Penanggung Jawab Respons DMC Dompet Dhuafa wilayah Aceh Tamiang, Ahmad Yamin, mengatakan penyaluran fidyah ini juga menjadi bentuk amanah dari para donatur yang disalurkan kepada masyarakat yang membutuhkan.
“Melalui penyaluran fidyah ini, DMC Dompet Dhuafa berharap para penyintas dapat terbantu dalam memenuhi kebutuhan berbuka puasa di tengah proses pemulihan pascabanjir. Selain itu, program ini juga menjadi sarana penyaluran amanah fidyah dari para donatur kepada masyarakat yang membutuhkan,” ujar Ahmad Yamin.
Secara keseluruhan, bantuan tersebut diterima oleh sekitar 600 penerima manfaat. Salah satunya adalah Rani, warga Dusun Melati, Desa Benua Raja, yang mengaku sangat terbantu dengan bantuan tersebut.
Rani menerima lima porsi makanan berbuka puasa untuk keluarganya, yang terdiri dari ibu, suami, dua anak, serta dirinya sendiri. Ia mengatakan bantuan tersebut sangat berarti di tengah kondisi ekonomi keluarganya yang masih sulit sejak banjir melanda wilayah tersebut pada akhir 2025 lalu.
“Hari ini bisa dapat makanan berbuka. Jadi bisa menghemat uang. Makanan ini juga bisa untuk sahur,” ujar Rani.
Hingga kini, Rani dan keluarganya masih tinggal di rumah panggung yang rusak akibat banjir bandang. Bangunan rumah tersebut bahkan bergeser beberapa meter dari posisi semula dan kini dalam kondisi miring.
“Kalau jalan di dalam rumah harus pelan-pelan karena mudah goyang. Sebenarnya kita takut tidur di sana, takut tiba-tiba rumah roboh. Tapi mau bagaimana lagi, itu satu-satunya rumah yang kami punya,” katanya.
Bencana banjir juga membuat keluarga Rani kehilangan sumber penghidupan. Saat ini suaminya tidak memiliki pekerjaan tetap dan hanya bekerja serabutan.
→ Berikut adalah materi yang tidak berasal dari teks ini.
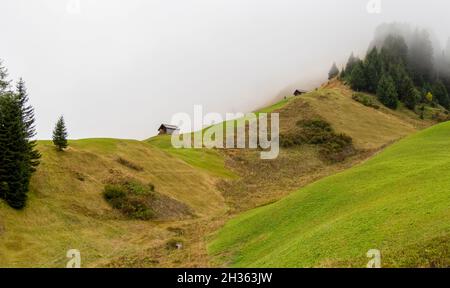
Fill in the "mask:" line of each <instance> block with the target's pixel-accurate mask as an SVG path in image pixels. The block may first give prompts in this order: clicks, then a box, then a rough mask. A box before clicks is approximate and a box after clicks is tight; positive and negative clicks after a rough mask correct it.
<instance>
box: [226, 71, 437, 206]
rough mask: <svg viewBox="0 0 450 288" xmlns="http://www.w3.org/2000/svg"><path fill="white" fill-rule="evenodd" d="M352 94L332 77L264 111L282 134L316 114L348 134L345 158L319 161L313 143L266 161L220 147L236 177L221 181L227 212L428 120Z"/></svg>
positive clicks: (267, 202) (316, 174)
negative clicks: (238, 175) (352, 151)
mask: <svg viewBox="0 0 450 288" xmlns="http://www.w3.org/2000/svg"><path fill="white" fill-rule="evenodd" d="M352 94H353V91H352V90H351V89H349V88H348V87H347V86H345V85H343V84H342V83H340V82H339V81H335V80H334V81H331V82H330V83H327V84H326V85H324V86H323V87H321V88H319V89H316V90H314V91H311V92H309V93H306V94H304V95H301V96H298V97H290V98H287V99H285V100H282V101H280V102H279V103H277V104H275V105H273V106H271V107H269V108H267V109H266V110H267V111H269V112H277V113H279V115H280V133H281V134H282V135H283V134H289V133H291V132H292V131H293V130H295V129H296V123H298V122H299V121H304V120H309V119H316V118H321V119H324V120H326V121H327V122H329V123H330V124H331V126H332V127H333V128H334V129H335V130H336V132H337V133H345V134H347V135H349V136H350V137H351V138H352V139H353V144H354V145H355V147H356V149H357V151H358V153H357V154H356V155H354V156H352V157H349V158H347V159H345V161H342V162H338V163H328V162H326V161H324V160H323V159H321V157H320V155H319V154H320V153H319V148H318V147H317V146H316V145H303V146H301V147H289V148H282V149H281V150H280V155H279V157H278V158H277V159H274V160H271V161H266V160H261V159H259V151H250V150H231V151H229V150H226V151H225V153H226V154H227V156H228V160H227V165H228V166H229V167H231V168H232V169H233V170H234V171H236V173H237V174H238V175H239V176H240V177H239V178H238V179H234V180H231V181H226V182H225V183H222V185H221V190H222V191H223V195H224V196H225V199H226V201H227V204H228V205H229V206H230V207H231V210H232V212H233V213H235V212H240V211H245V210H248V209H251V208H254V207H256V206H260V205H265V204H267V203H270V202H274V201H277V200H279V199H281V198H283V197H284V196H286V195H288V194H290V193H291V192H293V191H295V190H297V189H298V188H300V187H302V186H305V185H307V184H309V183H311V182H314V181H316V180H318V179H320V178H323V177H326V176H329V175H333V174H335V173H337V172H339V171H343V170H345V169H348V168H349V167H352V166H353V165H355V164H358V163H360V162H361V161H364V160H365V159H367V158H368V157H370V156H371V155H373V154H374V153H377V152H378V151H380V150H381V149H383V148H384V147H386V146H387V145H389V144H392V143H393V142H395V141H397V140H399V139H401V138H403V137H405V136H407V135H411V134H413V133H415V132H417V131H419V130H421V129H423V128H424V127H427V126H430V125H432V124H433V122H432V121H430V120H421V119H419V116H418V115H417V114H415V113H414V112H412V111H409V110H407V109H405V108H403V107H401V108H400V109H399V110H398V111H392V110H390V109H387V108H384V107H381V108H380V109H374V108H370V107H366V106H364V105H362V104H361V103H359V102H356V101H355V100H353V99H352ZM374 101H376V100H374ZM378 104H379V105H381V104H380V103H378ZM263 110H264V109H263Z"/></svg>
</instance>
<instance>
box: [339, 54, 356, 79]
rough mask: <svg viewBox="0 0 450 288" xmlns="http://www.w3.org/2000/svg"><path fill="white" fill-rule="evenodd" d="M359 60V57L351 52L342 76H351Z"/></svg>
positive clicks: (345, 65) (342, 72) (343, 70)
mask: <svg viewBox="0 0 450 288" xmlns="http://www.w3.org/2000/svg"><path fill="white" fill-rule="evenodd" d="M358 62H359V59H358V58H357V57H355V56H354V55H353V52H352V54H350V57H349V58H348V60H347V64H346V65H345V69H344V70H343V71H342V74H343V75H342V76H344V77H351V74H352V72H353V68H354V67H355V65H356V64H357V63H358Z"/></svg>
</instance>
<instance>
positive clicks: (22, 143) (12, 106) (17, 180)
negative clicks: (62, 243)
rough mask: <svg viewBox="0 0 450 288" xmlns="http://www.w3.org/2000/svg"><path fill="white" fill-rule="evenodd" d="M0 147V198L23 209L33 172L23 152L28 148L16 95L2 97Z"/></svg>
mask: <svg viewBox="0 0 450 288" xmlns="http://www.w3.org/2000/svg"><path fill="white" fill-rule="evenodd" d="M0 110H1V112H0V114H1V115H2V116H1V123H0V127H1V128H0V148H1V149H2V150H3V151H2V153H1V157H2V159H1V166H2V173H1V175H0V189H1V191H0V195H1V196H2V198H3V199H4V200H5V201H6V202H7V203H8V204H9V205H10V206H11V207H13V208H15V209H22V208H23V207H25V204H26V200H27V193H28V187H29V182H30V177H31V173H32V169H31V167H30V165H29V155H28V154H27V153H26V152H24V151H26V149H25V147H27V145H28V141H27V138H26V135H25V133H24V131H25V129H24V123H23V121H22V116H21V112H22V111H21V107H20V103H19V100H18V97H17V95H15V94H13V93H9V92H8V93H4V94H3V95H1V96H0Z"/></svg>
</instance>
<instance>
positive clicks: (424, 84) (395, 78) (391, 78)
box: [329, 24, 450, 112]
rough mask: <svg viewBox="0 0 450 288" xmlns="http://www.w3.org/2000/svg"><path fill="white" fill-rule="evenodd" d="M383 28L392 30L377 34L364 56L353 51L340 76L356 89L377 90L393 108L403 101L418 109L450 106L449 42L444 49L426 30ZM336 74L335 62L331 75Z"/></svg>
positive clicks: (381, 96) (369, 90)
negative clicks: (436, 44) (388, 31)
mask: <svg viewBox="0 0 450 288" xmlns="http://www.w3.org/2000/svg"><path fill="white" fill-rule="evenodd" d="M399 27H400V29H399ZM383 28H385V30H386V31H389V32H386V31H384V32H385V33H379V34H382V35H376V38H375V39H374V41H373V42H372V44H371V45H370V47H369V49H368V52H367V54H366V56H365V57H364V58H363V59H360V58H358V57H356V56H354V54H353V53H352V54H351V55H350V57H349V59H348V61H347V64H346V65H345V67H343V68H342V69H341V71H340V72H339V74H338V77H339V79H341V80H342V81H344V82H345V83H347V84H349V85H350V87H351V88H352V89H353V90H355V91H361V92H368V93H372V94H376V95H377V98H378V100H379V101H380V102H381V103H382V104H384V105H385V106H386V107H389V108H391V109H396V108H397V107H398V103H400V102H401V103H403V104H404V105H405V106H406V107H407V108H409V109H411V110H416V112H417V111H420V110H421V109H422V111H423V106H424V105H430V106H432V107H438V106H440V107H442V108H445V109H446V110H448V109H450V97H449V93H448V91H450V42H449V44H447V48H446V49H444V50H443V51H441V50H440V48H437V47H434V46H433V43H432V41H431V38H430V33H429V32H428V31H426V30H421V29H415V30H414V31H408V29H407V28H408V27H406V28H405V27H402V26H401V25H398V24H391V25H390V26H389V27H387V29H386V27H383ZM335 75H337V73H336V66H335V64H333V67H332V68H331V70H330V73H329V76H330V77H331V76H335Z"/></svg>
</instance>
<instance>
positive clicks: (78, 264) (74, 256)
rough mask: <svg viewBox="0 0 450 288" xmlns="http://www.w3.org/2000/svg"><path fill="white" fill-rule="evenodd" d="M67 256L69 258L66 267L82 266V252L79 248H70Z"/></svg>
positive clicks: (67, 253)
mask: <svg viewBox="0 0 450 288" xmlns="http://www.w3.org/2000/svg"><path fill="white" fill-rule="evenodd" d="M66 257H67V258H69V261H68V262H67V265H66V268H81V253H80V251H79V250H77V249H70V250H69V251H67V253H66Z"/></svg>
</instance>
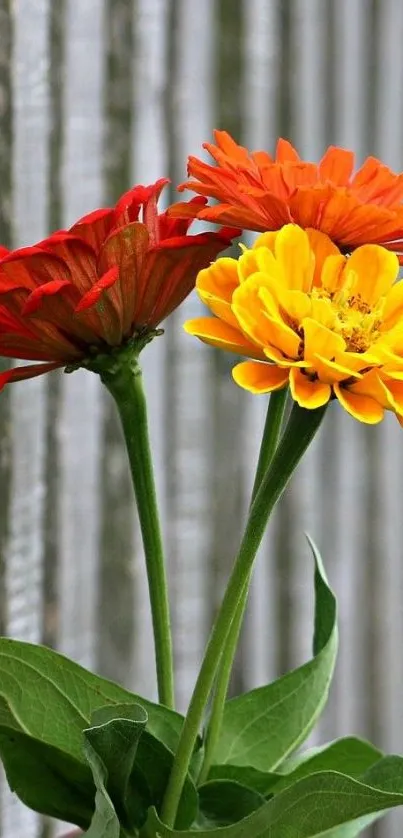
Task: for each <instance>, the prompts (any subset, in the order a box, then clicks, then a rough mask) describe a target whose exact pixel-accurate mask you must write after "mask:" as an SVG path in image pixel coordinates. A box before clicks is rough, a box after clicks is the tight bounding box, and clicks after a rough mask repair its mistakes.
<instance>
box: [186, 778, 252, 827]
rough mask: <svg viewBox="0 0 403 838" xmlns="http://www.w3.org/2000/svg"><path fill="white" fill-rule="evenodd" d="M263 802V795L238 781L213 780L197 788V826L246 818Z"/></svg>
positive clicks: (209, 825) (220, 824) (202, 825)
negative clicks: (248, 815)
mask: <svg viewBox="0 0 403 838" xmlns="http://www.w3.org/2000/svg"><path fill="white" fill-rule="evenodd" d="M264 803H265V799H264V797H262V795H261V794H258V793H257V792H255V791H252V789H248V788H246V787H245V786H242V785H241V784H240V783H232V782H230V781H229V780H213V781H212V782H208V783H205V784H204V785H202V786H200V788H199V807H200V812H199V816H198V819H197V824H198V826H199V828H202V827H205V828H206V829H207V828H210V829H212V828H213V827H214V826H227V824H232V823H236V822H237V821H241V820H242V819H243V818H246V816H247V815H250V813H251V812H254V811H255V810H256V809H259V808H260V806H263V805H264Z"/></svg>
“Suami sekarang mocok-mocok (serabutan). Kalau ada yang butuh tenaga, dia kerja. Biasanya jadi kuli bangunan atau membantu membersihkan lumpur di rumah orang,” tutur Rani.
Dengan kondisi ekonomi yang tidak menentu, bantuan fidyah dari para donatur Dompet Dhuafa menjadi sangat berarti bagi keluarga mereka.
“Bersyukur sekali dapat bantuan fidyah ini. Makanan ini juga bisa untuk sahur. Terima kasih Dompet Dhuafa, semoga semakin maju dan donaturnya semakin berkah,” pungkasnya.